- Born: Colombia
- Occupation: Director;
- Years active: 1998-present
- Known for: Co-directing the film Falardeau
- Notable work: Insectia; Who Shot My Brother?; The Wanted 18; Honour to Senator Murray Sinclair;

= German Gutierrez (director) =

German Gutierrez is a Colombian-Canadian documentary film and television director based in Montreal, Quebec. He is most noted as co-director with his wife, Carmen Garcia, of the 2012 documentary film Falardeau, which was the winner of the Prix Jutra for Best Documentary Film at the 13th Jutra Awards in 2011.

He was previously nominated in the same category at the 8th Jutra Awards in 2006 for Who Shot My Brother? (Qui a tiré sur mon frère?).

He was born and raised in Colombia, before moving to Canada in his early 20s, where he worked for the National Film Board of Canada as a cinematographer and director.
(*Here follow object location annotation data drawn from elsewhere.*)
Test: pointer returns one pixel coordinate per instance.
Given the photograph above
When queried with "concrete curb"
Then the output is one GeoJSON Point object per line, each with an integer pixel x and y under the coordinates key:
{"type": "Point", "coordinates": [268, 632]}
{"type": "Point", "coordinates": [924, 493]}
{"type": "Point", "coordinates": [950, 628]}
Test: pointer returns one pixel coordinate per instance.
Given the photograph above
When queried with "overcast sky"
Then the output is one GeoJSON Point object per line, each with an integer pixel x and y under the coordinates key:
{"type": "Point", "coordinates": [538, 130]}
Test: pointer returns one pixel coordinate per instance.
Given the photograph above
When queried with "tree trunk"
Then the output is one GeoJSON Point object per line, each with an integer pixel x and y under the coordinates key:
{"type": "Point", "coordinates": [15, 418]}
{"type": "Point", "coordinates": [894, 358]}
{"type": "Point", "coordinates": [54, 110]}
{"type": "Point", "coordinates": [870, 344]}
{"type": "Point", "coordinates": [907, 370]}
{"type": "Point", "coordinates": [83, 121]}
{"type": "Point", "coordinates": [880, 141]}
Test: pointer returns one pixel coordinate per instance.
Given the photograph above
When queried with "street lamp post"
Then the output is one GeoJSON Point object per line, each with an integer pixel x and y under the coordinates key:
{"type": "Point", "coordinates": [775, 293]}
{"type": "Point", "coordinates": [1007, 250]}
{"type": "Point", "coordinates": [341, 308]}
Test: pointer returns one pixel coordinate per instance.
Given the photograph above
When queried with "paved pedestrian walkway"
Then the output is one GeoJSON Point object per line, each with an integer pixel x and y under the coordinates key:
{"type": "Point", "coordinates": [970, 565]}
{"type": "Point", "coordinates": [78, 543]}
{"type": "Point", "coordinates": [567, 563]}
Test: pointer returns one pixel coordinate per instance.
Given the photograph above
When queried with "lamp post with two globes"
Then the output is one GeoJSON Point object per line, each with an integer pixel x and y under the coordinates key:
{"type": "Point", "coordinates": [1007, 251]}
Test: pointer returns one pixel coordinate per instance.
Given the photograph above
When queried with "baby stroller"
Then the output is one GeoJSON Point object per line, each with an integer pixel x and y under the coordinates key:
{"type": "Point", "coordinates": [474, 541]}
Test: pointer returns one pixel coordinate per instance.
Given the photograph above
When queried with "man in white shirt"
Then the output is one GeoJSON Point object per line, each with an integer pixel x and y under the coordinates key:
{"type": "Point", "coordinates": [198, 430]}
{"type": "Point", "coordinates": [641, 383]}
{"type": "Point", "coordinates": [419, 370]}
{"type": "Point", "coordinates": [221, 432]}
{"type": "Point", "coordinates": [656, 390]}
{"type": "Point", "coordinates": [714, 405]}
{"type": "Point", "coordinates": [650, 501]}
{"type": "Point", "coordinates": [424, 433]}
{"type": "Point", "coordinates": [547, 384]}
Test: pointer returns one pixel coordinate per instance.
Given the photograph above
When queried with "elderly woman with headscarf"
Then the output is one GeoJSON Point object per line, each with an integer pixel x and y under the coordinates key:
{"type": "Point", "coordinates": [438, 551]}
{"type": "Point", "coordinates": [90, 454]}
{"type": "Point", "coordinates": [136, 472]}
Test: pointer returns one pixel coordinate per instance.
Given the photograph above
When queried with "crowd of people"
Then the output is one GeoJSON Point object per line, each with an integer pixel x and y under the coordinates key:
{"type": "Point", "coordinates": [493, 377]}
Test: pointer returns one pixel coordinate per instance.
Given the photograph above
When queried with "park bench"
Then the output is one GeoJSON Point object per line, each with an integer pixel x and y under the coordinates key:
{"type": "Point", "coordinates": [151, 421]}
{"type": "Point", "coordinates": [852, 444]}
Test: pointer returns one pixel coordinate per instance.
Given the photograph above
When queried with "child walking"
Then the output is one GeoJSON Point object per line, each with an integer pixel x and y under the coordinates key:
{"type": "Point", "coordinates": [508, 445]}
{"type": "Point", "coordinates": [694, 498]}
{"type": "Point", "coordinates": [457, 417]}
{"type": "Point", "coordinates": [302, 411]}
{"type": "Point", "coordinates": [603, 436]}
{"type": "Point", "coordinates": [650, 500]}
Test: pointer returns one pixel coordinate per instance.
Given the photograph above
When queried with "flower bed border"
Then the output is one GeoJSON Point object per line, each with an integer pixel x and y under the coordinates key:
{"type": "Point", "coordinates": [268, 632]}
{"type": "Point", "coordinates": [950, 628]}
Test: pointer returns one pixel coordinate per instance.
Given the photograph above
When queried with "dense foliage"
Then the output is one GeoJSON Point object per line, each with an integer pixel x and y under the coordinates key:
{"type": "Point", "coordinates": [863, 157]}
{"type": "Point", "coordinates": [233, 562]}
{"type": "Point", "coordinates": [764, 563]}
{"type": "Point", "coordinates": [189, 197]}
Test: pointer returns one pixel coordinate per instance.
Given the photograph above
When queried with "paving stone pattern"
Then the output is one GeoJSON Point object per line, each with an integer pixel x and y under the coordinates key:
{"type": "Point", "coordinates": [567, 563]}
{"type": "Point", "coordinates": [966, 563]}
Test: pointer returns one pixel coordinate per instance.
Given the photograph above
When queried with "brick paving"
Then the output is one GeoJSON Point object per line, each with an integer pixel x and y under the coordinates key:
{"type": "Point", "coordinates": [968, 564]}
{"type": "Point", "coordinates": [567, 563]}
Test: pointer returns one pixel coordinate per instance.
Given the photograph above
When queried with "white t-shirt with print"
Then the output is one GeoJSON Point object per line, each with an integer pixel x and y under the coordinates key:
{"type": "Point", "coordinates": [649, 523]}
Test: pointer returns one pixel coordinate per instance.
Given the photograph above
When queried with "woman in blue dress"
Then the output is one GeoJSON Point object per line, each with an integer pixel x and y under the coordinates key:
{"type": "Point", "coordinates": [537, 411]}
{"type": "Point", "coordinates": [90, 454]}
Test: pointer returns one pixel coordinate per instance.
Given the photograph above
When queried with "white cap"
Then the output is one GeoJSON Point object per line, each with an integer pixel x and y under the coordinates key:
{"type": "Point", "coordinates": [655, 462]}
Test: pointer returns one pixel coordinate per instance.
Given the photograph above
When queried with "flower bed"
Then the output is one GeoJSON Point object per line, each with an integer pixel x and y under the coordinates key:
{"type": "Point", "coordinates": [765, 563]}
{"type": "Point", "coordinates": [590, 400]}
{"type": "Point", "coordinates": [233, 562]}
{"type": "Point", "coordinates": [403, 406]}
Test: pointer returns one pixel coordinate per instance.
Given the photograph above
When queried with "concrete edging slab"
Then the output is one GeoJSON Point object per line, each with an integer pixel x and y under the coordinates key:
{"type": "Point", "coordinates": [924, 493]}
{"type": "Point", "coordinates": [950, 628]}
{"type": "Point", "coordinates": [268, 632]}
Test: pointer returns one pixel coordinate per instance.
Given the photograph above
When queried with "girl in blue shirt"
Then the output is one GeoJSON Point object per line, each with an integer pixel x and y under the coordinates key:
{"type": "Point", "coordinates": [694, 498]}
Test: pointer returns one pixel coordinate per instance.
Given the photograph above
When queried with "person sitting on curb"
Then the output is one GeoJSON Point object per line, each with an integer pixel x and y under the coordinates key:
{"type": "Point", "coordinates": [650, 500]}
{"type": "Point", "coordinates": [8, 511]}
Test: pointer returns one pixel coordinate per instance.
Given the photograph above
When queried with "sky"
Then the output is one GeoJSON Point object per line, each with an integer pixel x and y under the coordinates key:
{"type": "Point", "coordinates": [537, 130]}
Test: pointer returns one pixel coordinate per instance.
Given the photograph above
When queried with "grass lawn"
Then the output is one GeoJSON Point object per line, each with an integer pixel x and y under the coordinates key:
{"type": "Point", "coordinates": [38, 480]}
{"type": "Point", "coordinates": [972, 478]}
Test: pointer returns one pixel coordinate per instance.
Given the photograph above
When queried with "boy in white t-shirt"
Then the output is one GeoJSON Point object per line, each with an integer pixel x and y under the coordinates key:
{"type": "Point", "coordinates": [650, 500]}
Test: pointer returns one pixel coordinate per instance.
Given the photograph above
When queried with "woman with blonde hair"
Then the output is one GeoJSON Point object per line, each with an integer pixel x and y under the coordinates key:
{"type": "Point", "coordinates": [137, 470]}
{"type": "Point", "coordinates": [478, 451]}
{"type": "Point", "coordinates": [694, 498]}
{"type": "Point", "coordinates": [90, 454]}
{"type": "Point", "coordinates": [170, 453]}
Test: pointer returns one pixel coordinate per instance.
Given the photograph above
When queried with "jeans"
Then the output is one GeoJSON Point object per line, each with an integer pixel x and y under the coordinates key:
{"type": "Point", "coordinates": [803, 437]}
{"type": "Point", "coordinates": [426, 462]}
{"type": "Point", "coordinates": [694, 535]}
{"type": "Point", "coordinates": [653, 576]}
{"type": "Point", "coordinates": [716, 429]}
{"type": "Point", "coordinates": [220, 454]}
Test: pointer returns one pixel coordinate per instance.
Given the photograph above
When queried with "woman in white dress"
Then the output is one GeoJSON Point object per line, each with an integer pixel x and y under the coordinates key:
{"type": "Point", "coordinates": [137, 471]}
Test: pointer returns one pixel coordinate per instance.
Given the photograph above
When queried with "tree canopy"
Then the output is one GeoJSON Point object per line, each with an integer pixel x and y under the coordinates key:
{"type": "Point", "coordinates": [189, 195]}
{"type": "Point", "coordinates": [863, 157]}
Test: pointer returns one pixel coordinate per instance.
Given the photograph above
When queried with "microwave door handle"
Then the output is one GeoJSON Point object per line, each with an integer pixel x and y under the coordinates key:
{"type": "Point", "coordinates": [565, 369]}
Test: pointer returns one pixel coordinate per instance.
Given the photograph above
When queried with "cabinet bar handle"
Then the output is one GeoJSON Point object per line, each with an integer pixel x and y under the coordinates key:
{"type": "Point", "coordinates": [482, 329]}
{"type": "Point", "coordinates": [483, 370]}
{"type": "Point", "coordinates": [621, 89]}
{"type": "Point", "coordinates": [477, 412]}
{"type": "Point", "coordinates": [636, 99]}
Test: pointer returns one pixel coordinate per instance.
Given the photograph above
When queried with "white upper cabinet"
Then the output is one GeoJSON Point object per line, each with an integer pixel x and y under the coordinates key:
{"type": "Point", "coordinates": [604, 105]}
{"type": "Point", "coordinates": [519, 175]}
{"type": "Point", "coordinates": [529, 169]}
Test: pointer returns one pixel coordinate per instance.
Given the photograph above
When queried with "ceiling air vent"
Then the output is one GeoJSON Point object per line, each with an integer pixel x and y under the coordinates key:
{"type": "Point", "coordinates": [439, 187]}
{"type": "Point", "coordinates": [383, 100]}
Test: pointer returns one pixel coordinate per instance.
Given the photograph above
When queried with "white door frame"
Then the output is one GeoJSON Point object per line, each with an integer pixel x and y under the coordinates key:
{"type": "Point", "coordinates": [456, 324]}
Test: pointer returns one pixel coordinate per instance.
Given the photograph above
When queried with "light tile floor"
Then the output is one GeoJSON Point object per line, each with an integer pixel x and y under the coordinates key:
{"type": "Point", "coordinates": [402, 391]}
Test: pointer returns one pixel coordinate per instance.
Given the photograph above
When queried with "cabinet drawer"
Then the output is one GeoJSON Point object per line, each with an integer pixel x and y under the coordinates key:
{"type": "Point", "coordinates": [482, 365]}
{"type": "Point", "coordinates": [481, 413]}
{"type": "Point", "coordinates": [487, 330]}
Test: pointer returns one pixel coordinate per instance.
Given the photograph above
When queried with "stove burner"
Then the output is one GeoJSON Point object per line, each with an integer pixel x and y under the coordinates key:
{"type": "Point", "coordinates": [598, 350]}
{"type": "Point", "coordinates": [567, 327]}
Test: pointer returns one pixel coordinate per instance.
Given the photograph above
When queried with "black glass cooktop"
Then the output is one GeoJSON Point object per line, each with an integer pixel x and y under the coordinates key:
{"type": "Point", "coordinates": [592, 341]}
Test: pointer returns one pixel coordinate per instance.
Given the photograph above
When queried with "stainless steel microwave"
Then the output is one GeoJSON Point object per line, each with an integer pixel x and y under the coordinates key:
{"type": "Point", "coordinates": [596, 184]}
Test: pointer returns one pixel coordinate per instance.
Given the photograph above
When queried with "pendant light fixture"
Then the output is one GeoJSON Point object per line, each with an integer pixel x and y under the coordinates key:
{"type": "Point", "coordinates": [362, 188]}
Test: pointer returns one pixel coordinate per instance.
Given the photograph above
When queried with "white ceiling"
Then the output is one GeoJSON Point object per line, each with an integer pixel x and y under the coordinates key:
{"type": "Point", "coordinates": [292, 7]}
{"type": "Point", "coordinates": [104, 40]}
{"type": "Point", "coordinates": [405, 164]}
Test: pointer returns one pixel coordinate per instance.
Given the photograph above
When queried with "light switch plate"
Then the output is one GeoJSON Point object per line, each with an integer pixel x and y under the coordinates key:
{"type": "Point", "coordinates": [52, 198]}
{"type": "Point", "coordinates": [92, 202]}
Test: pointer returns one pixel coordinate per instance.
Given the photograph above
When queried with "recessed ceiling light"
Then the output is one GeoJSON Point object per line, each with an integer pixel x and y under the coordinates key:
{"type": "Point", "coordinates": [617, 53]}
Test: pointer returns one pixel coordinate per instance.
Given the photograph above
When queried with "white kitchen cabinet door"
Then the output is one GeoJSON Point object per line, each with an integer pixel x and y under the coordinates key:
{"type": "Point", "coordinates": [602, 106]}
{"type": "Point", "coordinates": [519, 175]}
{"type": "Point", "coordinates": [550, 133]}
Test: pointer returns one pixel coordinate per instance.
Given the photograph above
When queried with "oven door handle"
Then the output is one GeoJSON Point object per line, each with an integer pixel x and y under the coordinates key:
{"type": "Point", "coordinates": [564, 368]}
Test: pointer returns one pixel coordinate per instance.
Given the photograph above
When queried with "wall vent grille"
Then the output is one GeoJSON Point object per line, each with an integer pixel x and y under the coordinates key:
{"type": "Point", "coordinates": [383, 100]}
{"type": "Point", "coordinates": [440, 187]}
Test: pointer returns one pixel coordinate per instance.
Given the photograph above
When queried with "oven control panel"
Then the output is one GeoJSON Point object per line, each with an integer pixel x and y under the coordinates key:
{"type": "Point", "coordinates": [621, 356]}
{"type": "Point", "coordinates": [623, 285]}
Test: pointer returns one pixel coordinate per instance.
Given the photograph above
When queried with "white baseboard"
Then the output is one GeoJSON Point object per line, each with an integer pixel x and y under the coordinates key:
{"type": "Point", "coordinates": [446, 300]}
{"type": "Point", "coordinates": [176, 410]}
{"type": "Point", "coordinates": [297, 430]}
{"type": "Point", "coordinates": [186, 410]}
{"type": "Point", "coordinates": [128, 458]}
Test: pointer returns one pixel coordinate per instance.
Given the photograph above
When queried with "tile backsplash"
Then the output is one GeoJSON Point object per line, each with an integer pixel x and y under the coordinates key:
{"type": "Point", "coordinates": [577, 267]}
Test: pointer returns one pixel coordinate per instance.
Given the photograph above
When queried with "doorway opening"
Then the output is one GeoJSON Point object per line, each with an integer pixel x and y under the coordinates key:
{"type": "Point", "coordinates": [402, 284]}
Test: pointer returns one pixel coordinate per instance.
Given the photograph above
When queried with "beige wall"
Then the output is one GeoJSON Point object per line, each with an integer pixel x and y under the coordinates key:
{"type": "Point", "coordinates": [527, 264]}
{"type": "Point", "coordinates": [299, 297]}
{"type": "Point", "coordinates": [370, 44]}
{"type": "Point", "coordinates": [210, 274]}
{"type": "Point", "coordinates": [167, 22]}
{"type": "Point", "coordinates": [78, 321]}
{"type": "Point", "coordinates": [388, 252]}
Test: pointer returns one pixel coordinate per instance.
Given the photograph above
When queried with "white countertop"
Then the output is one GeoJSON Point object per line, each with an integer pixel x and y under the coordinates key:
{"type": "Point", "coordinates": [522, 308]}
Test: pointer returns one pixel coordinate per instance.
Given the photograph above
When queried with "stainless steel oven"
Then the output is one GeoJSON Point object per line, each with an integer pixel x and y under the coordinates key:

Who Shot My Brother? profiled a real-life assassination attempt on his brother, Colombian political activist Oscar Gutierrez, and was the winner of the Radio-Canada People's Choice Award at the 2005 Festival du nouveau cinéma.

His other directorial credits have included the television documentary series Insectia, and the film The Coca-Cola Case, with his credits as a cinematographer including the films The Wanted 18 and Honour to Senator Murray Sinclair. He won a Gemini Award for Best Photography in a Documentary Program or Series at the 14th Gemini Awards in 1999, and was nominated in the same category at the 16th Gemini Awards in 2001, for Insectia.

His most recent documentary film, History Will Judge, was released in 2022.